Georgetown, Guyana – (November 7, 2019) The November 7, 2019 Stabroek News editorial – The President and ‘fairness’ in the press- deliberately misrepresents statements made recently by President David Granger, during a live radio interview with Kaieteur Radio on Friday, November 1, 2019.

President Granger has always been and continues to be a strong advocate for a professional and free press.

During his numerous interactions with media practitioners, before and since his assumption to office, President David Granger has always demonstrated great respect and regard for the profession and for journalists.

The Stabroek News’s assertions to the contrary therefore, are false.

During his address to the press corps, at a Guyana Press Association workshop, hosted on April 29, 2016, the President was pellucid: “… journalism is a noble profession. Journalism like any other profession is based on a sense of social responsibility. It is not for the reckless, it is based on education. It’s not for the uneducated. It’s based on ethics, it’s based on experience…

My administration is committed also to non-interference in the independent media. Independent media act as watchdogs of the Government. They promote transparency by ensuring that information is provided to the public on the work of the Government. They’re a source of valuable feedback on the effectiveness of the efforts of the Government. There is no good reason for the State to interfere in the work of the private media. The relationship between the State and the private media must be seen as a partnership in providing a public good, that is, public information for the citizens of this country.”

President Granger strongly believes that citizens’ access to information is a democratic right and information is necessary for their informed participation in society.

Any restriction on the flow of information denies citizens the opportunity to participate fully in decision-making and, thereby, impairs democracy.

Fairness and balance are the hallmarks of good journalism.
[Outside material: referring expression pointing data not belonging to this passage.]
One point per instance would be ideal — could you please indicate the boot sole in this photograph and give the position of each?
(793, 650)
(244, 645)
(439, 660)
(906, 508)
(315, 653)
Fairness in a journalistic context, entails accurate reportage and examining every possible angle and perspective. Selectively using parts of quotes and information to frame a story presents a false and misleading account to readers on that particular issue or person.

As Gratten (1998) said, “It means a reasonable but not necessarily total distinction between reporting and comment… It means not being swayed by your own highly personal likes and dislikes of individuals.” Gratten, M. 1998. Richards, I. (2005) Quagmires and Quandaries: Exploring Journalism Ethics. Australia: University of new south wales press ltd. p29

Stabroek News has failed on many occasions, to report on important national events. In fact, in 2016, the Ministry of the Presidency had brought to the newspaper’s attention, that it had taken note that the paper had not been reporting on important national events involving the Presidency.

Stabroek News currently publishes weekly columns by the Presidential candidate of a political party and an executive member of the same party. While this is certainly within the paper’s purview, it is hypocritical to criticise the President on his stance for fairness and equitable reportage when the paper itself has not given equal opportunities to the other stakeholders.